As with everything we’ve looked at, it depends on the interaction involved. You definitely don’t need Dolby Atmos to create spatial audio. When Dolby Atmos uses listener head position or speaker configuration to interactively bring the object-based mix to life, it is spatial audio. Otherwise, we’re getting closer but not quite there yet.

Sony Spatial Audio

Sony, like Dolby Atmos, is both a production tool as well as a format using MPEG-H as a standard for encoding object-based metadata. With the Sony Headphones Connect app and a Sony 360 Reality compatible premium streaming service, you can playback 360 Reality content on any device.

Creative tools

Although the Sony 360 Reality creative software suite is used to create an object-based format where the listener is at the center of a sphere, the end-user ultimately gets a head-locked binaural stereo playback. As we have said time and time again, without interaction (head-tracking), you are not experiencing spatial audio. You are instead experiencing a post-production spatial effect.

Headphones

In the Sony Headphones Connect App, you must take pictures of your ears as well as chose the product you are using.
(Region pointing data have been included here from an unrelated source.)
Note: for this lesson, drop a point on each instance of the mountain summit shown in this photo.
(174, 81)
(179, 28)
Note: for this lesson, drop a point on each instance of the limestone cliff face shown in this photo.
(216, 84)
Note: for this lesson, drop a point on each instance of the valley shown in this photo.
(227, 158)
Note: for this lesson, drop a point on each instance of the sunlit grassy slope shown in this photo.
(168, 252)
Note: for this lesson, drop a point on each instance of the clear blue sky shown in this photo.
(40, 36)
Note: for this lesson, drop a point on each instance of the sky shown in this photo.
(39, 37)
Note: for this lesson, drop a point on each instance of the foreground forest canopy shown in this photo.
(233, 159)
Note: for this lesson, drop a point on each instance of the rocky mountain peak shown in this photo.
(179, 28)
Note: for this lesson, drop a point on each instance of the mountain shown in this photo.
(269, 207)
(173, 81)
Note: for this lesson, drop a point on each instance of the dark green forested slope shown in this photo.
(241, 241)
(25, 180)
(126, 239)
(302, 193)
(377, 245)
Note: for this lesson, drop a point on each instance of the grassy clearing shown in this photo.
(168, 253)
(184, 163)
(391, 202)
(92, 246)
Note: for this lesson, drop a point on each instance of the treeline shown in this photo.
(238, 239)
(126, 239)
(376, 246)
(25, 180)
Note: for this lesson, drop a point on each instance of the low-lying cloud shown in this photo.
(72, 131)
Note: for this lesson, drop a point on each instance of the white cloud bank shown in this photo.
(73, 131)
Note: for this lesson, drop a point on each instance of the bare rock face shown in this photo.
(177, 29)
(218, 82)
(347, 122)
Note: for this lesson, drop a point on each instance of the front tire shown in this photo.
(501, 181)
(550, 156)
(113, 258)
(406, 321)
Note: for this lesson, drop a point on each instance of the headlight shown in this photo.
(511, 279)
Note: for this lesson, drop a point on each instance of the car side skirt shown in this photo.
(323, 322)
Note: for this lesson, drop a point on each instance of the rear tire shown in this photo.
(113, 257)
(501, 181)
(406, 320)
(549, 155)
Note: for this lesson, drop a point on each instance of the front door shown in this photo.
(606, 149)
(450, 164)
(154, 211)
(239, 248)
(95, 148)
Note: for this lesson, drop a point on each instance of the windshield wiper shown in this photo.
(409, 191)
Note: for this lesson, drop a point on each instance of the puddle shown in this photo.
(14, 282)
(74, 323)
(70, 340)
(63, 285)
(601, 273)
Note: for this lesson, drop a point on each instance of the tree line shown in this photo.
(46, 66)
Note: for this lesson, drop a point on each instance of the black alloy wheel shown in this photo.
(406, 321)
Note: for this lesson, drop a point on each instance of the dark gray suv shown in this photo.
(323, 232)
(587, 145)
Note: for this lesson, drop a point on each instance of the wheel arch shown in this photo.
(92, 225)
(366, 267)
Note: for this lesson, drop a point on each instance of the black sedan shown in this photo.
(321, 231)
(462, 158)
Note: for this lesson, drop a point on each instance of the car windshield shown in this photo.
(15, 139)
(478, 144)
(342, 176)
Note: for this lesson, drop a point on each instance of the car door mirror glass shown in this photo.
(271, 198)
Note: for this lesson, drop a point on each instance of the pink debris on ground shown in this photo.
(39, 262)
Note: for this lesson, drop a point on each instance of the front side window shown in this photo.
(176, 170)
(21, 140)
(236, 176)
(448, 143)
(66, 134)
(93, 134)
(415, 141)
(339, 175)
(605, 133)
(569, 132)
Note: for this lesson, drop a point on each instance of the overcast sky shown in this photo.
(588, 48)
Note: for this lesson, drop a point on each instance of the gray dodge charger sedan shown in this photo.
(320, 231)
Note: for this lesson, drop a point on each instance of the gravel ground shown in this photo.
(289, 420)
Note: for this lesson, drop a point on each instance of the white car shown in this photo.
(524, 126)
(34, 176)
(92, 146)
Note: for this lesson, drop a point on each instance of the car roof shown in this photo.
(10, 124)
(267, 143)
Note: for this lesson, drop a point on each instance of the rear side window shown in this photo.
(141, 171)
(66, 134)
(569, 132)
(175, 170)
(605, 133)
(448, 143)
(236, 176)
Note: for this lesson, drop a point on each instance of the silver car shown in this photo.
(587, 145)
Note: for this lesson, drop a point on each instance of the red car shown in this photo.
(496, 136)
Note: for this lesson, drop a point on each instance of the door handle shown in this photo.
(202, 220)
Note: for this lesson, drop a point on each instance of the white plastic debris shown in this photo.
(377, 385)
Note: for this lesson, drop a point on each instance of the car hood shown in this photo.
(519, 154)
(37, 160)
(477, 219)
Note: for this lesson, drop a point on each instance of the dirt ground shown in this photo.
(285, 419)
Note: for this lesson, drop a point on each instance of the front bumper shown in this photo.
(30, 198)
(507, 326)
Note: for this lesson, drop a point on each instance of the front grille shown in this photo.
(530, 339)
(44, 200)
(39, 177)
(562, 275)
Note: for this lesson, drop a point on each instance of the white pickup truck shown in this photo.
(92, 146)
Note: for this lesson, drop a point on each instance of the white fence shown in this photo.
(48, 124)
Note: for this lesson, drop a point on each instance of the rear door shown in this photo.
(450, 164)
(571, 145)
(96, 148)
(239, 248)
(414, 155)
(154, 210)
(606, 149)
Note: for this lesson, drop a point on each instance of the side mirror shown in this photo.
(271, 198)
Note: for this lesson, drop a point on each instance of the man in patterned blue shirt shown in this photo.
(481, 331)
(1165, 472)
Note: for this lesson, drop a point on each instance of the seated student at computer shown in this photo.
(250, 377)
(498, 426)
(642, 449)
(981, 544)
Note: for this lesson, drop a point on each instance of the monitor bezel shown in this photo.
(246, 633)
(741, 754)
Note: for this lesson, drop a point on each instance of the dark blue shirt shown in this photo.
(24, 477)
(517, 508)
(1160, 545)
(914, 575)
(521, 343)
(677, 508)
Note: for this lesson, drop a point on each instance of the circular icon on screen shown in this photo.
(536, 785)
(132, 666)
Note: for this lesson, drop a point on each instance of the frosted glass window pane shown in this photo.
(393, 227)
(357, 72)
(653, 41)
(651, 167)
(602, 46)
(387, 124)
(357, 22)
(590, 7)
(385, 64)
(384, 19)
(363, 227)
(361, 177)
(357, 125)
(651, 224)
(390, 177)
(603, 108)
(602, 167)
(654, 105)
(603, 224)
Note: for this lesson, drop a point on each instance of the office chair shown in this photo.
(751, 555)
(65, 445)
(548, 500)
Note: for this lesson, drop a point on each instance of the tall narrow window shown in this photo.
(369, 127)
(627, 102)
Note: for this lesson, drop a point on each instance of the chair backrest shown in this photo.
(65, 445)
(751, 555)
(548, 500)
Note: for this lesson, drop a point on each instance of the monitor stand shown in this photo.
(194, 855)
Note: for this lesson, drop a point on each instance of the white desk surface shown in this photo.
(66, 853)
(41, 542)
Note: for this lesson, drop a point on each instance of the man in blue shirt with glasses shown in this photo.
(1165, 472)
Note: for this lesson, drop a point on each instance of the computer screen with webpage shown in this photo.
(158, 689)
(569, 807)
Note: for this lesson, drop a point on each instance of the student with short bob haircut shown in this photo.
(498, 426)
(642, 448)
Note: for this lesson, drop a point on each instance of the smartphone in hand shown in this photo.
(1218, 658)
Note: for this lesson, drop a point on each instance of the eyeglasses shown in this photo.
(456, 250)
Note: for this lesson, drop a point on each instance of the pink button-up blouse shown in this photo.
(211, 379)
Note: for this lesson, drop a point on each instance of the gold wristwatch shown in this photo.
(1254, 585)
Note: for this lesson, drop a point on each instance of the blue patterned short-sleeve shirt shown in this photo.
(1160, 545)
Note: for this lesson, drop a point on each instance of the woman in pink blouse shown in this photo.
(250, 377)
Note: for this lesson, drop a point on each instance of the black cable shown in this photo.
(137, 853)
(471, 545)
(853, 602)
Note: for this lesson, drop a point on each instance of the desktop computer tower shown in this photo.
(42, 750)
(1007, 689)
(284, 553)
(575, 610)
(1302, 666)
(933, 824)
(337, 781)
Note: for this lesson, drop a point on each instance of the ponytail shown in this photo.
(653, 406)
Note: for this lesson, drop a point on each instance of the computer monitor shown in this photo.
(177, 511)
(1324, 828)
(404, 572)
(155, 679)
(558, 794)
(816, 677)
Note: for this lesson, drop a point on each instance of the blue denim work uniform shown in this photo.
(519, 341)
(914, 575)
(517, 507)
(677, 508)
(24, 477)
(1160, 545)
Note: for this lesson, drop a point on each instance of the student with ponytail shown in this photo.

This indicates that Sony uses generic head-related transfer functions (you can read more on these in our glossary entry on [[Mach 1 Spatial Audio Glossary 2/2. HRTFs]]). On top of the inevitably generic HRTFs, Sony will personalize a certain tuning of the spatial effect they are creating.

When Sony writes that they create a personalized sound field, you should have a big asterisk going off in your head. Unless you went to get your HRTF specifically measured, it is not your true HRTF. However, it may be better than a completely standard one. The fact that you choose your product also suggests that Sony adds what is called an inverse transfer function which will compensate for the way each type of headphone will uniquely color the sound.

Is Sony 360 Reality spatial audio?

While these methods are interesting, they contradict our philosophy on agnostic interactive spatial audio that preserves the creative mix. Until Sony 360 Reality includes interactive head-tracking, it is not spatial audio. The only aspects inching their system closer to spatial audio are their inclusion of artists in the creation of an object-based mix, and the use of object-based mixes for custom potentially non-standard speaker configurations.